A Deep-Dive on NFT Marketplaces
August 25, 2021

A Deep-Dive on NFT Marketplaces

A trailblazer among cryptocurrency exchanges, Coinbase has shown the world just how lucrative the business of enabling transactions can be. Unfortunately, participants in the crypto-economy looking to buy and sell NFTs will find themselves incapable of doing so on Coinbase, or any of its peer exchanges for that matter. To fill this gap, marketplaces have sprung up with the express purpose of providing users with a platform for transacting NFTs. These NFT marketplaces are already realizing substantial gains by virtue of fulfilling the same transaction-facilitating role as Coinbase. While there are numerous NFT marketplaces to choose from, varying greatly in terms of the assets they support and their fee structures, this article will provide an overview of the most popular and robust marketplaces available across the general, art, and utility segments. 

Note that many of the marketplaces below are presented with a summary of key metrics that measure activity over the preceding 24 hours and 30 days.

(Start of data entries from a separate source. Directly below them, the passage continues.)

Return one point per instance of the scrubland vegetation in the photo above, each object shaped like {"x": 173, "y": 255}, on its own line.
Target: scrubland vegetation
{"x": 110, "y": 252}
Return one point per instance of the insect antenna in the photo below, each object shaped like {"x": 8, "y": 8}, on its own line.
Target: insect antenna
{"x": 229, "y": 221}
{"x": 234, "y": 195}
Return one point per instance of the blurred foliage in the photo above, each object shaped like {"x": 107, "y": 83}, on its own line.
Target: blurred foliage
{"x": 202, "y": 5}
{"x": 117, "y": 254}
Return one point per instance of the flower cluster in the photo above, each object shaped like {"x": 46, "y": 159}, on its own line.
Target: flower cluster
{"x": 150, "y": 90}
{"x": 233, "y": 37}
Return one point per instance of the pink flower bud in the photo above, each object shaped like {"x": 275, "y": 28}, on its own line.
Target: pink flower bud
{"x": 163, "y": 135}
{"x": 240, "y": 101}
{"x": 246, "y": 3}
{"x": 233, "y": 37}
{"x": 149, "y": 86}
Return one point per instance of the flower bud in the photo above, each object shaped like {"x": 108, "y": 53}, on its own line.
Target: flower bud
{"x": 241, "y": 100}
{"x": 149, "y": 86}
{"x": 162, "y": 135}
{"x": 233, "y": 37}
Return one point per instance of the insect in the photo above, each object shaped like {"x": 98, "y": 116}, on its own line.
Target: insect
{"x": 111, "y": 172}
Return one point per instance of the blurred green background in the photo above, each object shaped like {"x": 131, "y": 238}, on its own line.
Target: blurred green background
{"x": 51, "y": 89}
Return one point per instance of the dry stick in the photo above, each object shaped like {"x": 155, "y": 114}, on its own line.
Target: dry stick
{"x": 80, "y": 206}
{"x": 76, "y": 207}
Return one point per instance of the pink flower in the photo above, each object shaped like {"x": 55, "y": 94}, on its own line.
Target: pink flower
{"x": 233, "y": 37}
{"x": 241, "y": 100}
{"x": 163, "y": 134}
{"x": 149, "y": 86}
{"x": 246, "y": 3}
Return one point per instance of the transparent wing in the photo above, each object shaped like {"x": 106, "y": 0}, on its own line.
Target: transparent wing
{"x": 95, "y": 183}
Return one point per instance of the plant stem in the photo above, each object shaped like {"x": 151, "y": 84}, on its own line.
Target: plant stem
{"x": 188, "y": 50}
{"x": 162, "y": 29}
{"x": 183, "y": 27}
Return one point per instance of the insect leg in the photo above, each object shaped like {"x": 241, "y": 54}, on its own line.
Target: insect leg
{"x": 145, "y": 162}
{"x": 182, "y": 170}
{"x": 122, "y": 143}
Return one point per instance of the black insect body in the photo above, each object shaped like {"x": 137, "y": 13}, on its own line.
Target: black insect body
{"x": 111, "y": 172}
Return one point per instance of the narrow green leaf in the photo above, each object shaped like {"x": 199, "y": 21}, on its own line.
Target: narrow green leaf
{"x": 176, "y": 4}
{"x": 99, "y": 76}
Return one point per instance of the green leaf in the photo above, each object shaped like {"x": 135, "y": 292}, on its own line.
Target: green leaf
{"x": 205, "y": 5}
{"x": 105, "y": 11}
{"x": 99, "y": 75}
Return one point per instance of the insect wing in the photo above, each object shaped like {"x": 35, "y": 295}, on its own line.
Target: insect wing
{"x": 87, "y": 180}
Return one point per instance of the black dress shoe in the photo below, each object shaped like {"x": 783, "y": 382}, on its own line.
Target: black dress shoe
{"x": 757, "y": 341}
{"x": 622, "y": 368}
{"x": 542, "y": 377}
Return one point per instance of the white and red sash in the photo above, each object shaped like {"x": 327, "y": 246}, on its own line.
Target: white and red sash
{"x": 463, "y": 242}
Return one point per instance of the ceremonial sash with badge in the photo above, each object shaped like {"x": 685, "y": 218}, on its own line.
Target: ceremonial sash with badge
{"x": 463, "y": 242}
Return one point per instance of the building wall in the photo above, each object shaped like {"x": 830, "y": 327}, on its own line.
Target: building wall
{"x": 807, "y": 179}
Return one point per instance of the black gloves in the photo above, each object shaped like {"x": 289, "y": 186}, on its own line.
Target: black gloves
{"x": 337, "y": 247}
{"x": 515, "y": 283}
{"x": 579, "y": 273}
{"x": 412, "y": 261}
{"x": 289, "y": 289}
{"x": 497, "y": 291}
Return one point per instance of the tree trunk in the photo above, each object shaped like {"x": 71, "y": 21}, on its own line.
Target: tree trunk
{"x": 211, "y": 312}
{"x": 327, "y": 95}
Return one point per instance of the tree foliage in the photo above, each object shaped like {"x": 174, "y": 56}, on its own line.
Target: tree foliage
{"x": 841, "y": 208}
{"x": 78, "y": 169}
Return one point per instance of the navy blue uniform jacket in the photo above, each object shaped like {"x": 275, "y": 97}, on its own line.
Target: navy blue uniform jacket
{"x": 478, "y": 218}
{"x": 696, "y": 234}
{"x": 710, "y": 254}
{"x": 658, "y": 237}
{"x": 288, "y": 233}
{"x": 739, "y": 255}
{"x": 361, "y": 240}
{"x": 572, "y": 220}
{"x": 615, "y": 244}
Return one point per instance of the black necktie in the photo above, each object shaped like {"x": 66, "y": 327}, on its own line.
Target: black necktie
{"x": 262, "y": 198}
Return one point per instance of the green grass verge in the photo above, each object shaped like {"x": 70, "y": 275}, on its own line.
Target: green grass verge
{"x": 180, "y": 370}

These figures come courtesy of on-chain data aggregator DappRadar, which defines each of the metrics as follows:

  • Users: number of unique wallets interacting with marketplace’s smart contracts
  • Transactions: transactions made to marketplace’s smart contracts
  • Volume: total amount of incoming value to marketplace’s smart contracts
  • Balance: total value of assets held in marketplace’s smart contracts

General Marketplaces

This segment of NFT marketplaces encompasses platforms which take a universal approach to their listings, offering for sale NFTs from a wide range of projects and serving a plethora of functions. Naturally, this generalist approach means these marketplaces can cater to a larger audience and therefore capture a greater share of the total addressable market. General marketplaces may be further stratified based on whether they are aggregators – meaning they list NFTs being offered for sale on third-party marketplaces as well as their own – or take a more independent listing approach. Notable examples of general marketplaces include OpenSea and Rarible.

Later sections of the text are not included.